WASHINGTON — The head of the International Monetary Fund said the United States, Europe, Japan and China all need to make adjustments to their economic policies to boost a still-struggling global economy.

IMF Managing Director Christine Lagarde says the United States and many countries in Europe need to focus more on growth and less on trimming budget balances this year. She said there was a critical need for policies focused on spurring jobs. Lagarde told a news conference on Thursday that “we need growth, first and foremost.”

Lagarde spoke to reporters to preview upcoming discussions among finance ministers and central bank governors of the world's 20 major economies plus the spring meetings of the 188-nation IMF and its sister lending institution, the World Bank.

Earlier this week, the IMF lowered its outlook for the world economy this year, predicting that government spending cuts would slow U.S. growth and keep the 17-nation area that uses the euro currency in recession.

Officials of the Group of 20, which includes Treasury Secretary Jacob Lew and Federal Reserve Chairman Ben Bernanke, were scheduled to begin their discussions over a working dinner Thursday night and wrap up Friday with the issuance of a joint communique. The G-20 is composed of the world's major developed countries such as the United States, Japan and Germany and fast-growing developing nations including China, Brazil and India.

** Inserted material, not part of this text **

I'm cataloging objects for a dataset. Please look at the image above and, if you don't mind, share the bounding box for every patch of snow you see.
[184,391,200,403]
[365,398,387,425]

That joint statement was expected to repeat a pledge the group made at their last meeting in February that they would avoid using competitive currency devaluations to gain advantages in trade.

Lew, previewing the U.S. objectives going into the meetings, said that he would press Europe to do more to support growth and would maintain pressure on Japan and China to avoid lowering the value of their currencies to boost their exports at the expense of the United States and other countries.

Lew said it was important that G-20 nations “avoid a downward spiral of ‘beggar thy neighbor' policies,” the type of destructive trade competition that worsened the Great Depression in the 1930s.

In her comments, Lagarde talked about the dangers of overemphasizing deficit reduction with growth still fragile. She said the United States had avoided the “fiscal cliff” of across-the-board tax hikes and spending cuts at the beginning of this year that could have derailed the U.S. economy but had made a policy error by allowing $85 billion in across-the-board spending cuts, known as a sequester, to take effect on March 1.

Lagarde said the United States needed to pursue “better quality” deficit reductions with less impact coming in the near-term.